Artık yavaş yavaş parfümümüze geçmek istiyorum. The Beat for Men aromatik odunsu olarak sınıflandırılmış. İlk sıkıldığında turunçgil ve limon size karşılıyor. Güzel ve doğal bir başlangıç diyebilirim. Bu ikiliye sanki biraz da otsu notalar eşlik ediyor. Ama çok derinlerden. Bir süre sonra orta notalara geçiliyor. Burada turunçgil biraz geride kalırken, ortaya biber çıkıyor. Çok keskin bir baharat gibi değil. Biber turunçgiller ile güzel harmanlanmış. Orta notalarda küçük bir süpriz vetiver’den geliyor. Her ne kadar çok aram olmasa da burada başarılı bir kullanımı var vetiverin. Alt notalarda ise aromatik bibere biraz da sentetik odunsu notalar ekleniyor. Böylece tenden ayrılıyor.

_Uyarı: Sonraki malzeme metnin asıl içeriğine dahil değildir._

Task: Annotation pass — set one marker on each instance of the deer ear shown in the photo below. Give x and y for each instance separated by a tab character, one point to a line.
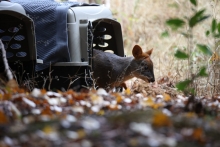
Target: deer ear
149	52
137	51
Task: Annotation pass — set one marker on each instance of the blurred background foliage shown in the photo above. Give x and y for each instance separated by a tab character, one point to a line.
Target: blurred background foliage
145	22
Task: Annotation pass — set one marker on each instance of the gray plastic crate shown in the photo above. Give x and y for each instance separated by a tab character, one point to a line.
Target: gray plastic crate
106	33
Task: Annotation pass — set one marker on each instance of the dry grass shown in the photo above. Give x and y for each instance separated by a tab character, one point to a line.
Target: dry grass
143	22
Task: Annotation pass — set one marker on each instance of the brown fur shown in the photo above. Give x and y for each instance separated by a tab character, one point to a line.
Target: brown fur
111	70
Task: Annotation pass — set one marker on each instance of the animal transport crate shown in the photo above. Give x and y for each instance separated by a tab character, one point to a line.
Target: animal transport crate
88	27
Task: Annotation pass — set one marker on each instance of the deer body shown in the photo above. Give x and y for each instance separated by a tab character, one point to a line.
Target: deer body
111	70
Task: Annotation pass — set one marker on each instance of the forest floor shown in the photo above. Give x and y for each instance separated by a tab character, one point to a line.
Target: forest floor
145	114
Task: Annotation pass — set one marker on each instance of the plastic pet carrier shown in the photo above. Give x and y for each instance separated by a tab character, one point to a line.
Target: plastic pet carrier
17	35
87	27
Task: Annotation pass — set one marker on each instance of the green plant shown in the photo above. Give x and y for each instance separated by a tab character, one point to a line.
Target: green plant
196	69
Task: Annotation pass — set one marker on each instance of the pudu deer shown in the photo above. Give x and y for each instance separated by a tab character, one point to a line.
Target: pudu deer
111	70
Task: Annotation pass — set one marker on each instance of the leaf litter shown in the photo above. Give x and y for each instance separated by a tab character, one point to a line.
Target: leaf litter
143	115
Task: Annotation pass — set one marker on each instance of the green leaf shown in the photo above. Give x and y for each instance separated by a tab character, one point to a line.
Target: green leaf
202	72
198	17
218	27
194	2
181	55
205	49
165	34
183	85
214	25
175	23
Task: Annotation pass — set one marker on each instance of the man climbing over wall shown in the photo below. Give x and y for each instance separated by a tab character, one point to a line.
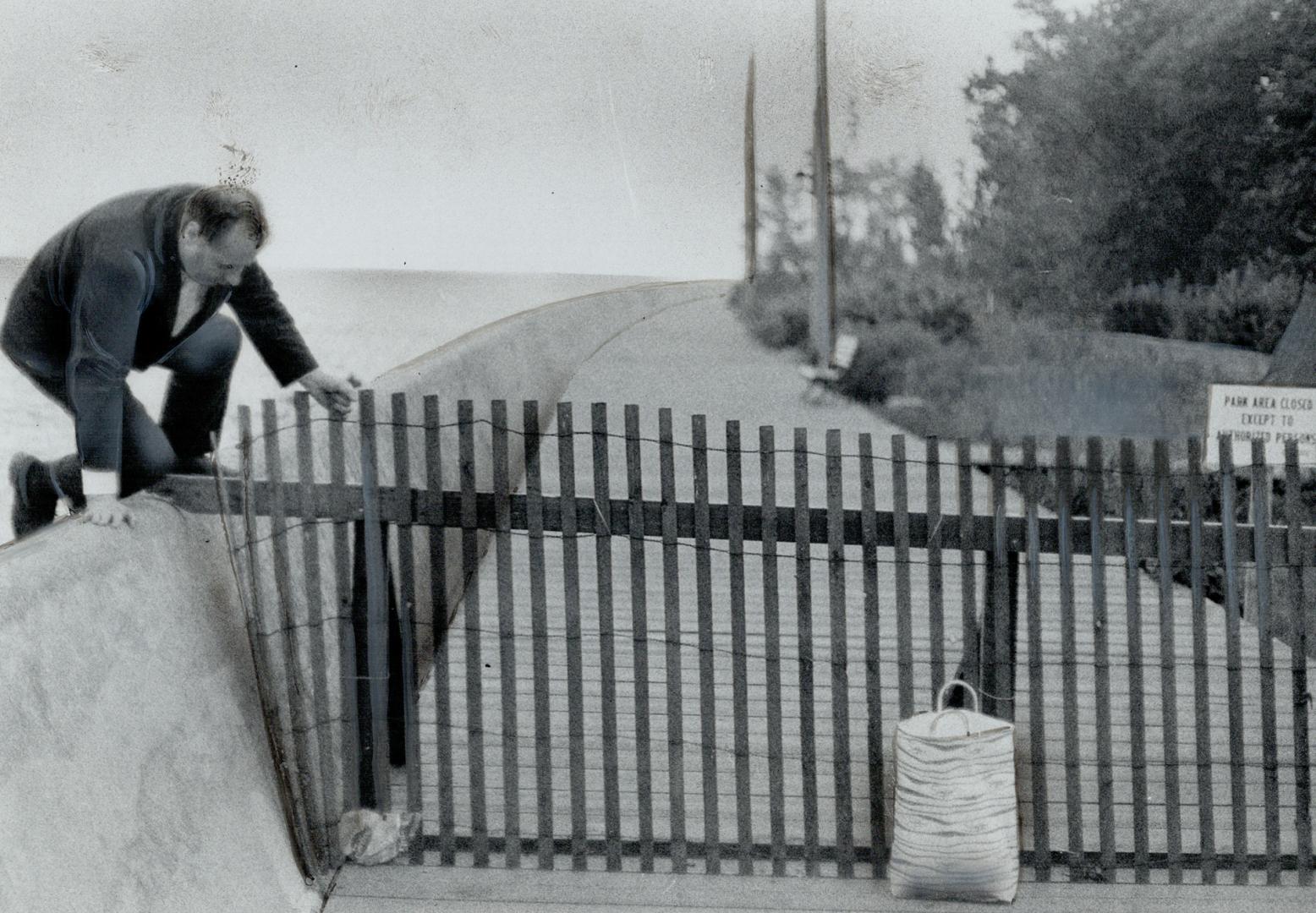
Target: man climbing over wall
137	282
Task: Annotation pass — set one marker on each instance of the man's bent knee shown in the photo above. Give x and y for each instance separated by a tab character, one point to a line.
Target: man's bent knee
211	350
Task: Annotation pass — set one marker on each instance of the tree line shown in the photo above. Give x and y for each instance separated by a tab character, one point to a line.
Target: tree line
1149	166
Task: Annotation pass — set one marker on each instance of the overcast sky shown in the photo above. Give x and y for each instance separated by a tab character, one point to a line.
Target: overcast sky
566	136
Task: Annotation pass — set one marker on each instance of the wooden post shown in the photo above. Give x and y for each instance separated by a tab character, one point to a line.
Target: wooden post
371	560
407	610
750	189
740	648
539	633
1133	622
873	657
707	685
1036	714
773	648
970	664
1200	670
1069	657
440	620
1297	610
1233	659
315	619
1266	658
639	638
840	658
607	637
348	679
824	298
1102	655
936	610
507	636
1169	667
904	622
572	601
804	629
474	658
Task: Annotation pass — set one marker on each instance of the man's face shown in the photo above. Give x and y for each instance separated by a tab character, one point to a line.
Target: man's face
217	262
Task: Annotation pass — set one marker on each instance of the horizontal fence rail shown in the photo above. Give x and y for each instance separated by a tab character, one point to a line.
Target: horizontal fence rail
655	648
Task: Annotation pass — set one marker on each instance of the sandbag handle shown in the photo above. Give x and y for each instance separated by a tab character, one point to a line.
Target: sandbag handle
941	695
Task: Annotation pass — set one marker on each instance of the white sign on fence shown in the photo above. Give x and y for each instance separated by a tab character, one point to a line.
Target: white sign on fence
1274	414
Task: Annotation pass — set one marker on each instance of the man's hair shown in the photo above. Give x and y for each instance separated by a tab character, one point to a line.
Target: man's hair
215	208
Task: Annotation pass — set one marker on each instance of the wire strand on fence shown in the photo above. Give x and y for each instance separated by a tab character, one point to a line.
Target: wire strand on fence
1115	471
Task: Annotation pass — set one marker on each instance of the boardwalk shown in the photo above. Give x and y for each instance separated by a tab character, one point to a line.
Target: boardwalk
695	359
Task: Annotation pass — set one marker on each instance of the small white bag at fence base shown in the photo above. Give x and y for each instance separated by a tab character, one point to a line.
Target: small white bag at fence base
370	839
956	833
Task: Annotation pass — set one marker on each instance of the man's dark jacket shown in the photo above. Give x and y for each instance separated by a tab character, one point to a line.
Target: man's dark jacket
101	298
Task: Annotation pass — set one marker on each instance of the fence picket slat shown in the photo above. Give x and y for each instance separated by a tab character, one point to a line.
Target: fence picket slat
290	785
936	586
1102	655
840	659
773	648
507	634
288	624
1069	658
572	608
904	621
1036	713
1129	483
804	631
319	631
474	660
350	749
407	613
672	617
539	633
639	637
1297	619
1266	658
970	666
707	686
999	616
441	620
740	648
1233	662
873	658
607	637
1200	670
1169	666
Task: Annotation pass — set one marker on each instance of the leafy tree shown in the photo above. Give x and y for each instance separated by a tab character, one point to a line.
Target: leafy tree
925	208
1143	141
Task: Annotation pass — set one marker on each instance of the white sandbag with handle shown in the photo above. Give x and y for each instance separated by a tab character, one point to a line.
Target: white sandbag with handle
956	830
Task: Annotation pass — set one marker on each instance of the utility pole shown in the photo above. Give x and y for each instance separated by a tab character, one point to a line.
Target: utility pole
750	189
823	319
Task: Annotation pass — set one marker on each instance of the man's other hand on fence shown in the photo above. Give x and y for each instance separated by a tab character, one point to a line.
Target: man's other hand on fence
333	394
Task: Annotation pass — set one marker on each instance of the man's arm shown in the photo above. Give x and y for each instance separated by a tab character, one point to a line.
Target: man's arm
281	345
271	328
104	312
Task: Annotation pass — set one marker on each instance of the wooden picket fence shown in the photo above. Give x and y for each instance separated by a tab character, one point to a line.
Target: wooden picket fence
643	679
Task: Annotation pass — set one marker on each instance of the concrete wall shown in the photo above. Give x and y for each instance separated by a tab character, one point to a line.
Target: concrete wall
134	771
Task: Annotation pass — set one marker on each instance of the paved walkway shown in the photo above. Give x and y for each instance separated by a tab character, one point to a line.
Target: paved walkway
440	891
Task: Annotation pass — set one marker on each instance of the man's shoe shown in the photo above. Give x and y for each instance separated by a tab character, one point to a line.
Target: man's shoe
33	495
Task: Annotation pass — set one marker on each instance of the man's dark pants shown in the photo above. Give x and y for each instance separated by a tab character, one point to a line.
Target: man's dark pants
194	407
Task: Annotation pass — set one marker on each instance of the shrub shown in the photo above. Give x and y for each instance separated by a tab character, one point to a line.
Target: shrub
1247	307
886	358
778	312
1140	309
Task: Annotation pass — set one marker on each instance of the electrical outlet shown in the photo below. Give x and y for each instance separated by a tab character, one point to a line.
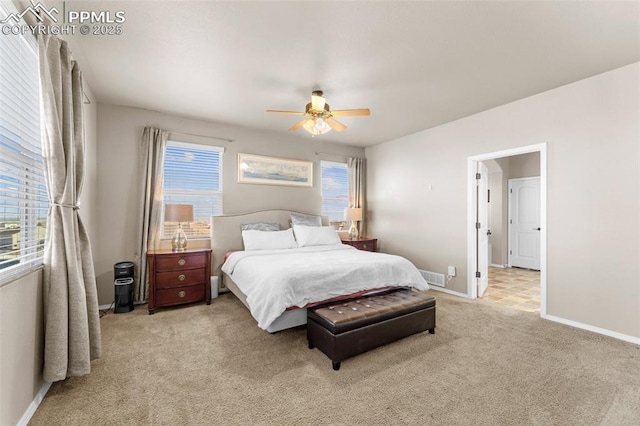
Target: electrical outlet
451	271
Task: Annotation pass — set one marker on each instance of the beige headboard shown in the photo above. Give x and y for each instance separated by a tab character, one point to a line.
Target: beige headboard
226	234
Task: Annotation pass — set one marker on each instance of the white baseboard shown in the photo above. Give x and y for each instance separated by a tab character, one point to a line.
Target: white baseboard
614	334
446	290
24	421
112	304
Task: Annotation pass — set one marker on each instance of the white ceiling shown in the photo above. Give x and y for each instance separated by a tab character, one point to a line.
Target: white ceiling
414	64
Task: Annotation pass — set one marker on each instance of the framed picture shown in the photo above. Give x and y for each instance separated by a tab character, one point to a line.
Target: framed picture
262	170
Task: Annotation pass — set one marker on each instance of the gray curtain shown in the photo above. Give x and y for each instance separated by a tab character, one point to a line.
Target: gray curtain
356	181
72	323
153	145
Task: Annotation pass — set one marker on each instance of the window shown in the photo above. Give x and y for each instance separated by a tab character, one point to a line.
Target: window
23	195
193	175
335	191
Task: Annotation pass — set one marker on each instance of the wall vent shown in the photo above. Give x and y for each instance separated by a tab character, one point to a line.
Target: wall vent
433	278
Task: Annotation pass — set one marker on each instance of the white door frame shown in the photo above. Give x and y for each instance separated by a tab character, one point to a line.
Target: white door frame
472	291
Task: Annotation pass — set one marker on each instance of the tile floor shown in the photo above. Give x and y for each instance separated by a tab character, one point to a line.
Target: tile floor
515	287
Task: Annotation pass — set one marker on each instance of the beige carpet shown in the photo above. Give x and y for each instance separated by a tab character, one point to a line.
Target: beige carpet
486	364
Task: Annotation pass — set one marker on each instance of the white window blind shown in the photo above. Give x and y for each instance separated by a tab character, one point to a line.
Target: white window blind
335	190
193	175
23	194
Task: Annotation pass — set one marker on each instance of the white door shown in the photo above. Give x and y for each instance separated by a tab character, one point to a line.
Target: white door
524	223
482	226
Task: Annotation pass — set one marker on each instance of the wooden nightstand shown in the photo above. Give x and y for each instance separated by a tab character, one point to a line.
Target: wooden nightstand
366	244
176	278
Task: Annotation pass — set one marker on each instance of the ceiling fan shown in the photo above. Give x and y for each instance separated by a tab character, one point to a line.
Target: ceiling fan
319	117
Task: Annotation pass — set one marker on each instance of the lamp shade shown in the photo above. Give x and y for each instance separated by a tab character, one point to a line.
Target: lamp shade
353	213
178	213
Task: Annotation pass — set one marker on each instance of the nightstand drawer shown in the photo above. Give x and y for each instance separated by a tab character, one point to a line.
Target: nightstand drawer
172	279
178	278
180	295
176	262
363	246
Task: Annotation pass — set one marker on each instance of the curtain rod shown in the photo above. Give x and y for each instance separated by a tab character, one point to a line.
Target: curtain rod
202	136
331	155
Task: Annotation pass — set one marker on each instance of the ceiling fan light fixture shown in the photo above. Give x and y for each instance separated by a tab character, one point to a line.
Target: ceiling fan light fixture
316	126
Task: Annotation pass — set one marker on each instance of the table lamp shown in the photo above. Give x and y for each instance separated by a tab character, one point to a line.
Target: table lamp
178	213
353	214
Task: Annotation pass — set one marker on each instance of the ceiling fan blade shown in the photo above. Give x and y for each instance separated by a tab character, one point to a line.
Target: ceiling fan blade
335	125
317	102
350	112
299	124
285	112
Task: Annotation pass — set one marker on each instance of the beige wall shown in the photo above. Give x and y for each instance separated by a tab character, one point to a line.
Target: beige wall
591	129
21	346
21	313
119	130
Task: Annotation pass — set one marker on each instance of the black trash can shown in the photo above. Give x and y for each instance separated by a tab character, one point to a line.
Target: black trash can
123	291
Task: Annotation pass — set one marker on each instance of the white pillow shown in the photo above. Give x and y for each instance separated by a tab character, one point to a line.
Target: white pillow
268	240
315	235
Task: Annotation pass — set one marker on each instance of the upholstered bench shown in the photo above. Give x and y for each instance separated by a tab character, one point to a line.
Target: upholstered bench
349	328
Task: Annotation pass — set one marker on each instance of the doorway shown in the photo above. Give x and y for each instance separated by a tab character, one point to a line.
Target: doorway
478	264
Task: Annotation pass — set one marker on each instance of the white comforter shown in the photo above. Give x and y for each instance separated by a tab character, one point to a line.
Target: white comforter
274	280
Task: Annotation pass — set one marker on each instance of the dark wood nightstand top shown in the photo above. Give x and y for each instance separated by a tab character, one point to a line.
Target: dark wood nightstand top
177	278
363	243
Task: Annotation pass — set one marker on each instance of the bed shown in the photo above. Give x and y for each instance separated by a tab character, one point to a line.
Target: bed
276	285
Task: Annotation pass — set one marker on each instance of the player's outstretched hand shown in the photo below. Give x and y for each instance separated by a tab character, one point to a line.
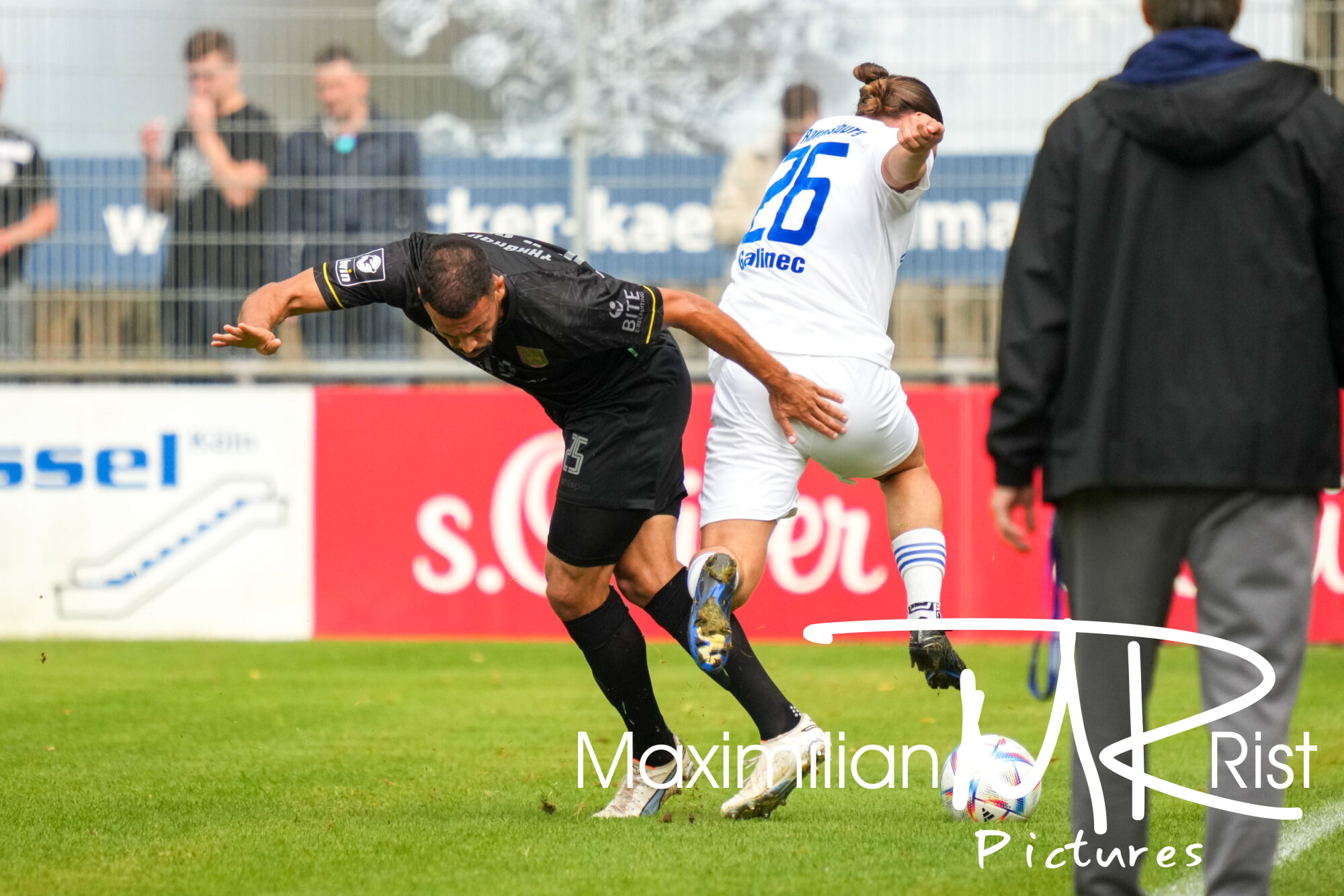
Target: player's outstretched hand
798	398
920	134
1003	502
247	337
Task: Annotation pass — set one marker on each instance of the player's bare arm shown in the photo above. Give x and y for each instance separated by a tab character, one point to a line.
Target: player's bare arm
792	397
265	310
904	166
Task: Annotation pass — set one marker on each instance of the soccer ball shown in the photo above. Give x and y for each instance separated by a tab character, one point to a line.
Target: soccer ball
1003	762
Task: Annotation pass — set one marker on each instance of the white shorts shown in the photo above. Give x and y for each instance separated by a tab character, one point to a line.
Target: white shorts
751	469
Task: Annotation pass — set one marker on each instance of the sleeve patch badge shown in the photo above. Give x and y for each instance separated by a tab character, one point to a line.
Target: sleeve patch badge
369	268
533	357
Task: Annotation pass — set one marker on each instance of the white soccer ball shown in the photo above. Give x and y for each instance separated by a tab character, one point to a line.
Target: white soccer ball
1002	764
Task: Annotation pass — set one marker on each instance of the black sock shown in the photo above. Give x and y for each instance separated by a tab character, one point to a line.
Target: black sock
743	675
614	647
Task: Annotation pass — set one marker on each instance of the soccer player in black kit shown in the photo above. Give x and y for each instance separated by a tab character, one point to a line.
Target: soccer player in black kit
595	353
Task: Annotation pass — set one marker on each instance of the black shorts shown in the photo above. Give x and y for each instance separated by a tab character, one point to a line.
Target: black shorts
623	463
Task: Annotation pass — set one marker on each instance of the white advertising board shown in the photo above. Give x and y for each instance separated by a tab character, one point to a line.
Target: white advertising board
157	512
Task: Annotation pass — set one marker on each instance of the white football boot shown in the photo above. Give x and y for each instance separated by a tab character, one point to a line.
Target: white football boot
636	799
772	782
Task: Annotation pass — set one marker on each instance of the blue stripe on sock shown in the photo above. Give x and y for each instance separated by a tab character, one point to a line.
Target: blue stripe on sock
925	546
937	559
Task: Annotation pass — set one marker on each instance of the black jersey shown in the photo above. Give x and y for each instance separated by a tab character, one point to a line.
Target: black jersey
569	334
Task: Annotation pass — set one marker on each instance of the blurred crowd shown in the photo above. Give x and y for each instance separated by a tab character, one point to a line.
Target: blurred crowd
248	206
245	205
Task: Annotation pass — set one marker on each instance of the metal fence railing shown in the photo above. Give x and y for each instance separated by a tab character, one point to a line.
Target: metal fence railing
604	126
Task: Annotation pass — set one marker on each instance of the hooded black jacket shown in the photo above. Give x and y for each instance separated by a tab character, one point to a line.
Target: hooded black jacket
1174	300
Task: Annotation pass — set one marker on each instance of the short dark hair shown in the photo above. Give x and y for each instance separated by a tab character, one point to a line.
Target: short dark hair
209	41
455	277
1167	15
335	53
799	101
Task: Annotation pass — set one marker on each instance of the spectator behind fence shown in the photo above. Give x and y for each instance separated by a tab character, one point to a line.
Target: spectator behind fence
28	213
213	185
748	173
351	182
1171	353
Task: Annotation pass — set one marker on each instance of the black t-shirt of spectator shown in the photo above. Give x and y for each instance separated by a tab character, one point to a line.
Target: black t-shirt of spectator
342	195
24	185
569	334
214	244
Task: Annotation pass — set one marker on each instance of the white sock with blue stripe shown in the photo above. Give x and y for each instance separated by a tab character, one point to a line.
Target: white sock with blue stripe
923	559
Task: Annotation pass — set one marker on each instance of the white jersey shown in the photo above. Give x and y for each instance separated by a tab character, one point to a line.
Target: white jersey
816	272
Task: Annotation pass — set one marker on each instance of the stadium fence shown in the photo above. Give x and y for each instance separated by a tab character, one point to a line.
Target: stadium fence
603	126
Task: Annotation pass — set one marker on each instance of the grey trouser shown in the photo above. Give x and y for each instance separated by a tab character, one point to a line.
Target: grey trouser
1252	558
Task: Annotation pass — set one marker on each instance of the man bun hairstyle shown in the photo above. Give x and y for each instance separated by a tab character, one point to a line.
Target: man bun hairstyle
1167	15
209	41
888	96
455	277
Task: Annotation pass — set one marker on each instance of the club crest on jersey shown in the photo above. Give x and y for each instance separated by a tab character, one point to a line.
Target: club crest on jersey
533	357
369	268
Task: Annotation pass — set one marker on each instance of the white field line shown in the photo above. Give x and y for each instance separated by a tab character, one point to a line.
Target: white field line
1294	842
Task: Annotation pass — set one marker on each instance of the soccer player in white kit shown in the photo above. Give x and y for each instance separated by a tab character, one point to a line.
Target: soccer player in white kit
812	283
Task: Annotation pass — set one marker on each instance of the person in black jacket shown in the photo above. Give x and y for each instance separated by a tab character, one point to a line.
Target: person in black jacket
1171	354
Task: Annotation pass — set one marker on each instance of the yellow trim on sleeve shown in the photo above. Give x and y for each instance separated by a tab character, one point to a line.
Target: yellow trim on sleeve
329	279
654	314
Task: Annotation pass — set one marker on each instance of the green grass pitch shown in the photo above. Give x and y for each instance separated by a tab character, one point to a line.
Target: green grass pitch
389	768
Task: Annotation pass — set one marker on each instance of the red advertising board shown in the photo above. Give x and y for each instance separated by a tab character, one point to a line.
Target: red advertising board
432	507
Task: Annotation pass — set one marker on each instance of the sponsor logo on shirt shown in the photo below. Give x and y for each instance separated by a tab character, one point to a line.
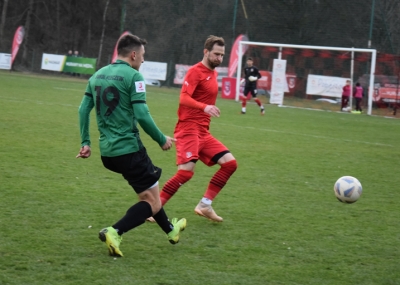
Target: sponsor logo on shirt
140	86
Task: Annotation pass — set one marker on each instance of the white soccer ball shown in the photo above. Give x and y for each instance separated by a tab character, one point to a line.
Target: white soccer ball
347	189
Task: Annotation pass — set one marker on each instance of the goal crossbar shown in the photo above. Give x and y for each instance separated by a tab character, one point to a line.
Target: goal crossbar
281	46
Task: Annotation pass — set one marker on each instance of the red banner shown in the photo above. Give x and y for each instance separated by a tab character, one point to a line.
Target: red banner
233	60
115	54
18	37
386	94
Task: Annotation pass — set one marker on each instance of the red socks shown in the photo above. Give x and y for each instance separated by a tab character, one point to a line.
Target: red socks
244	101
220	178
173	184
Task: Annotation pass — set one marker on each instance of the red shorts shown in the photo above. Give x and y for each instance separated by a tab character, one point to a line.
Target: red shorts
193	145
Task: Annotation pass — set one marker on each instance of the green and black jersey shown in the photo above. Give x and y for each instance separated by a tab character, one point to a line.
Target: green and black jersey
118	94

Yani özetle: Turunçgiller, aromatik biber, kabe samanı ve odunsu notalar.


The Beat, başından sonuna çok değişmeyen bir parfüm. Bu anlamda basit bir yapıda olduğunu söyleyebilirim. The Beat’i biraz Gucci Pour Homme II’ye benzettim. Sanırım ikisindeki aromatik biber kullanımı böyle düşünmemi sağladı. Gucci Pour Homme II’de pek vetiver yokken, The Beat’de oldukça hissediliyor. Bazı yorumcular Terre d’Hermes’e benzetmişler. Açıkçası ben aralarında çok büyük bir benzerliğe rastlamadım. Muhtemelen Terre’deki portakal-kabe samanı ikilisinin kokusunu benzetiyor olabilirler. Yoksa Terre d’Hermes’de buradaki kadar biber kullanımı yok.

The Beat’in tasarlanmasında Arctic Monkeys, Kasabian ve Rozorlight gibi sevilen İngiliz müzik gruplarının şarkılarındaki ritimlerden esinlenilmiş. Genç, enerjik, dinamik ve pozitif bir kokuya sahip. Çok güçlü olmayan, insanı rahatsız etmeyen bir parfüm. Genel olarak insanların beğenebileceklerini düşünüyorum. Harikalar yaratmasa da ortalama bir parfüm kullanıcısını memnun edecek gibi görünüyor. Kötü bir kokusu olduğunu söylemek haksızlık olur. Fakat benim için yeterli mi? Tabiki değil. Başlangıcı ve orta notaları fena değilken, alt notalar bir çok yeni, ana akım marka parfümde rastladığım gibi yapaylık barındırıyor. Eğer aromatik ve çok tatlı olmayan bir turunçgil-biber kokusu arıyorsanız seçenekler arasına alabilirsiniz. Parfümün tasarımını Olivier Polge ile Domitille Berthier yapmış.


Kullanım yaşı olarak 30 yaş ve altındaki arkadaşları hedefliyor gibi görünüyor. Sonbahar-kış aylarında kullanmak daha uygun olacaktır. Günlük kullanıma veya gece dışarı çıkanlara yakışacaktır.

Artıları:
+ Başlangıcındaki turunçgil kullanımını sevdim.
+ Orta notalarındaki aromatik biber de fena değil.

Eksileri:
- Alt notalarındaki yapaylık can sıkıcı hale geldi benim için.